Credit…Richard Drew/Associated Press
Verizon Communications, signaling that it has given up on its media business, said on Monday that it had agreed to sell Yahoo and AOL to the private equity firm Apollo Global Management for $5 billion.
The sale also includes Verizon’s advertising technology business. Verizons, will retain a 10 percent stake in the overall business, it said in a statement.
“This next evolution of Yahoo will be the most thrilling yet,” Guru Gowrappan, Verizon Media’s chief executive, said in a memo to employees Monday, which was obtained by The New York Times.
Mr. Gowrappan will continue to lead Verizon Media following the deal.
The transaction is the latest turn in the history of two of the internet’s earliest pioneers. Yahoo used to be the front page of the internet, cataloging the furious pace of new websites that sprang up in the late 1990s. AOL was once the service that most people used to get online.
But both were ultimately supplanted by nimbler start-ups, like Google and Facebook, though Yahoo and AOL still publish highly trafficked websites like Yahoo Sports and TechCrunch.
The sale signals the unraveling of a strategy Verizon heralded in 2015 when it acquired the faded internet giant AOL for $4.4 billion. The purchase was meant to give Verizon a pathway into mobile, with the goal of using AOL’s advertising technology to sell ads against digital content. Verizon doubled down on that strategy in 2017 with its $4.48 billion acquisition of Yahoo, which it combined with AOL under the umbrella Oath.
But Google and Facebook have proved to be formidable competitors in the digital advertising market. Verizon acknowledged their might in 2018 when it wrote down the value of Oath by $4.6 billion, attributing the move in part to “increased competitive and market pressures” that had resulted in “lower-than-expected revenues and earnings.”
Still, the business generates plenty of revenue. It recorded $1.9 billion in sales in the first quarter, a 10 percent gain over last year.
For Apollo, it’s an opportunity to further invest in the digital media space — an industry it has already put money behind with deals for Shutterfly, Rackspace and Cox Media.

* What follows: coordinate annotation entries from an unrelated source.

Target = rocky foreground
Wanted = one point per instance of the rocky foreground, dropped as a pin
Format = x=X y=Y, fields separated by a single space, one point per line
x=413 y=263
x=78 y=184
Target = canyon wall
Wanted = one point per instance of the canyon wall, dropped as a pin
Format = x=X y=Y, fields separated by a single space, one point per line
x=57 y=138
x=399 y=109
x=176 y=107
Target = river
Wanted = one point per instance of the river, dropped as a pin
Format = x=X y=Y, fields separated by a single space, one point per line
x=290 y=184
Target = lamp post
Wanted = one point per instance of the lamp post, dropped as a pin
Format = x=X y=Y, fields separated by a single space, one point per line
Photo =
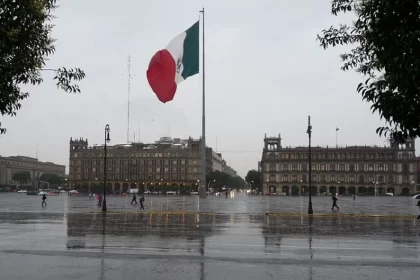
x=107 y=139
x=309 y=131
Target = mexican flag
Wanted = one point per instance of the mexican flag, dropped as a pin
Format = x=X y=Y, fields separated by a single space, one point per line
x=178 y=61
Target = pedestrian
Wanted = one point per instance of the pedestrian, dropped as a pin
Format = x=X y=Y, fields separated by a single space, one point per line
x=141 y=202
x=134 y=199
x=335 y=202
x=44 y=197
x=99 y=200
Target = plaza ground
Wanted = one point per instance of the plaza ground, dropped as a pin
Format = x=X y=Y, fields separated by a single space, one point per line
x=214 y=238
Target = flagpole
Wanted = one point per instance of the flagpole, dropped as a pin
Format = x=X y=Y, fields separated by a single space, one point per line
x=336 y=137
x=202 y=190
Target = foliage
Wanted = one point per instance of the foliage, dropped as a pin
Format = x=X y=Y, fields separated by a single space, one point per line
x=386 y=41
x=26 y=43
x=221 y=179
x=254 y=178
x=53 y=179
x=295 y=190
x=22 y=177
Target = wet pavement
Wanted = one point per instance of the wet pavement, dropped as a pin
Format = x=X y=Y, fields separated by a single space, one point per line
x=215 y=238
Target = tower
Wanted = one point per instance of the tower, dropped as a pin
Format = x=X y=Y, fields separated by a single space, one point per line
x=272 y=143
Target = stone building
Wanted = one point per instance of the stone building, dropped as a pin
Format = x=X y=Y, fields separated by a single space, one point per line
x=11 y=165
x=167 y=164
x=342 y=170
x=217 y=162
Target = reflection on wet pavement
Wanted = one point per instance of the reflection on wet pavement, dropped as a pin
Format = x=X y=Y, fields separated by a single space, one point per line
x=70 y=239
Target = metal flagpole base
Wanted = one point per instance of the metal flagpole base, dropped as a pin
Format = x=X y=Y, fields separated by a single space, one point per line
x=202 y=192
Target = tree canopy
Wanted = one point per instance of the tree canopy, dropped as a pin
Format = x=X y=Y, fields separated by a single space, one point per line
x=26 y=43
x=22 y=177
x=254 y=178
x=221 y=179
x=386 y=43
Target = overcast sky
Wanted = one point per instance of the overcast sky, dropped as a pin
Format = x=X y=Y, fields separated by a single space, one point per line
x=265 y=73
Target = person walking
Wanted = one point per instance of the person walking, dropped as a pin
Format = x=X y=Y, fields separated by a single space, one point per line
x=141 y=202
x=335 y=202
x=44 y=197
x=99 y=200
x=134 y=199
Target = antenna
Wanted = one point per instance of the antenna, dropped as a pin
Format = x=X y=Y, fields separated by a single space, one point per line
x=128 y=101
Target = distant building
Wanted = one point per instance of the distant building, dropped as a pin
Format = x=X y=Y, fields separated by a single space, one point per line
x=343 y=170
x=169 y=163
x=13 y=164
x=229 y=170
x=217 y=162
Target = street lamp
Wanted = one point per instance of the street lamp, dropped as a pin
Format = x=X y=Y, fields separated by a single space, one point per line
x=309 y=131
x=209 y=184
x=107 y=139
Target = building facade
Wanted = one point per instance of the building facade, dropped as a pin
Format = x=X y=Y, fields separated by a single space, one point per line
x=229 y=170
x=343 y=170
x=164 y=165
x=13 y=164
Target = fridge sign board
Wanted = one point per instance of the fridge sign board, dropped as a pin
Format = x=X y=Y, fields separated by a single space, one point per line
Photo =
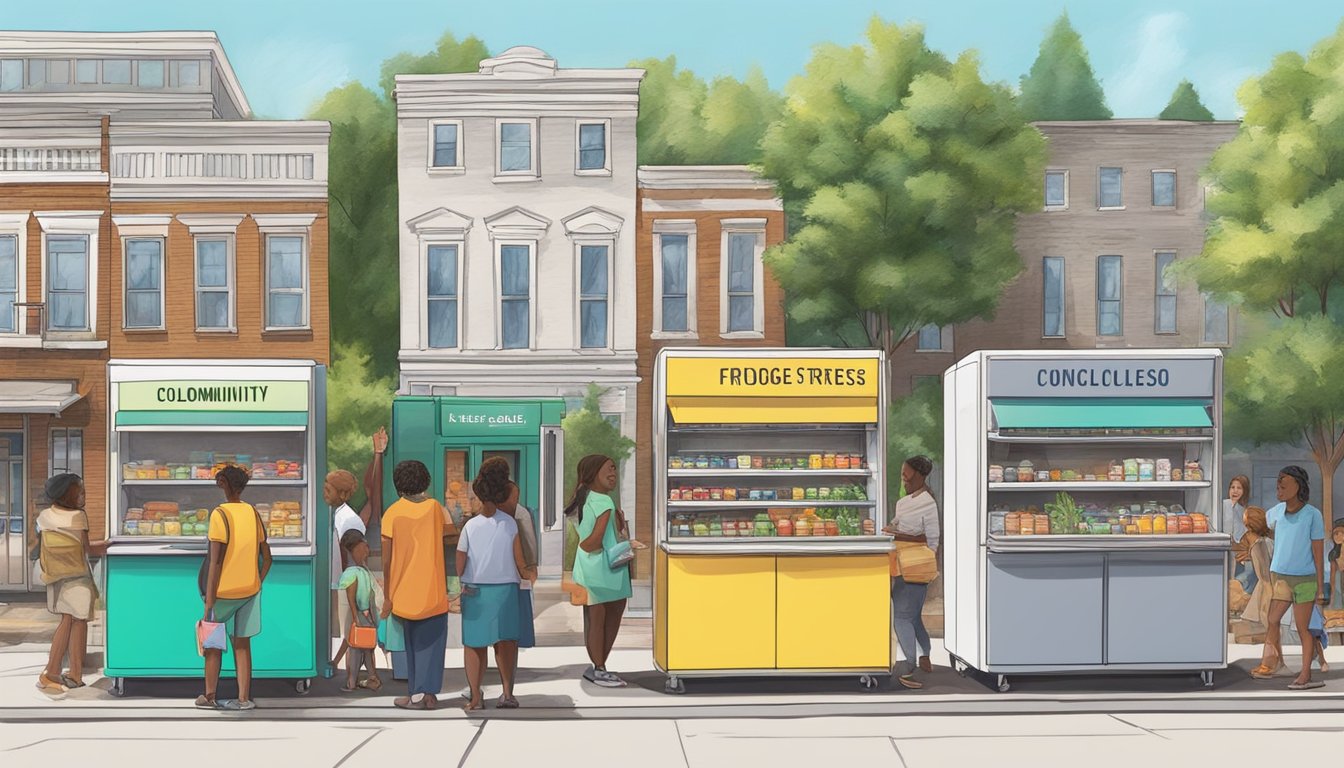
x=1081 y=377
x=214 y=396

And it has plenty of experience with corporate carve-outs like Verizon’s media business.
Apollo is aiming to propel sales growth with an increased focus on the individual brands that it believes are lost inside a large corporate empire, which could include more premium subscriptions for Yahoo Finance or more sports betting and fantasy leagues as part of its Yahoo Sports business two Apollo executives told The New York Times in an interview.
Apollo is also notably upbeat about the prospect for digital advertising as it puts more money behind those efforts amid regulatory scrutiny of some of the biggest players, like Google. And as ads shift from offline to online post-pandemic, Apollo expects the overall industry to grow.
“Does most of that go to Google and Facebook and Snap and Twitter? Of course,” said Reed Rayman, a private equity partner at Apollo. “But, is there still a role for others in the digital media space to benefit from the rising tide, like Yahoo and the other properties? Absolutely.”